The ferry was a sausage-shaped structure of thin metal and plastic with an airlock at the front and a small reaction motor at the rear. It had been modified to hold either solid or liquid cargo and to operate off the monopropellant fuel instead of the lox and kerosene used when the station was built. There was even a plastic pipe between the cargo tank and its fuel tank to save separate filling, and no further modification was needed.
Blane took it out after checking the stowage of the mercury cans. He was slightly rusty, but he steadied down as he jockeyed into position beside one of the three lunar ships. He'd picked a balloon on the sunward side, and the warm fuel was soon flowing into his tank, forced through a long tube by a tiny, built-in pump. When he took off again, the ferry was overloaded and sluggish, but it showed no evidence of weakness.
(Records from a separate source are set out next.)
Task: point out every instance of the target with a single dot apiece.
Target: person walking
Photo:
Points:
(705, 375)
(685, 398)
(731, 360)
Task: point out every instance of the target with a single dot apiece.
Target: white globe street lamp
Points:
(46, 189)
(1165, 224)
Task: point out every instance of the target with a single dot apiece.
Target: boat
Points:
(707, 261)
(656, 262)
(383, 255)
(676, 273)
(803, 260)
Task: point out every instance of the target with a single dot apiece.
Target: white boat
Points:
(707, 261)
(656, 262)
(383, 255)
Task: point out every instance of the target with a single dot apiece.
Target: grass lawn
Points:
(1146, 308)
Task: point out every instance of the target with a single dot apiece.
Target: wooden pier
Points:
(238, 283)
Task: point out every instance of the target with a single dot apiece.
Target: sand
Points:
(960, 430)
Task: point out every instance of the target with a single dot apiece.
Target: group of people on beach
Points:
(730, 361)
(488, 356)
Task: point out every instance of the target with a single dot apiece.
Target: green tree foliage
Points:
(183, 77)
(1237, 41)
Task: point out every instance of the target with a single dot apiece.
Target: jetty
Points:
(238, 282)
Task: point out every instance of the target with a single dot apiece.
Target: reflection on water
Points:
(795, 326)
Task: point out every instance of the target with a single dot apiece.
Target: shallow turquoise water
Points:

Of course, if they ran into a meteoroid of any size, they'd be ruined—but the chances of that were very slight.
Peal was already outside the hub, dressed in space suit and clinging to a convenient handhold. He came through the lock, carrying his computations, a small telescope, and an extra spacesuit for Blane. "May need this," he suggested. "Our front end probably won't fit the seal on their hub."
Blane nodded. He should have thought of it. But his chief interest was in the orbit. It had been figured so that they would accelerate away from the station and up from Earth at low thrust, well within the limits of his power. There was a table of times and star angles to locate his correct course. Peal had done an excellent job, far better than Blane had expected.
"I spent two years on the Island," the scientist explained. "I learned a little about astrogation, though I'm no navigator. But this is a simple problem."
Essentially, it was; to make it simpler, it was always possible to make minor corrections, since they had more than enough fuel.
"If the stations were run properly, there'd be a regular service between them," Peal suggested when they were coasting along in their orbit. "It would be cheaper to exchange supplies than to rush up a sudden emergency shipment from Earth. In fact, if a private company had built the first one, there would probably be a dozen stations by now, all connected. And we'd take over the television relay business, too."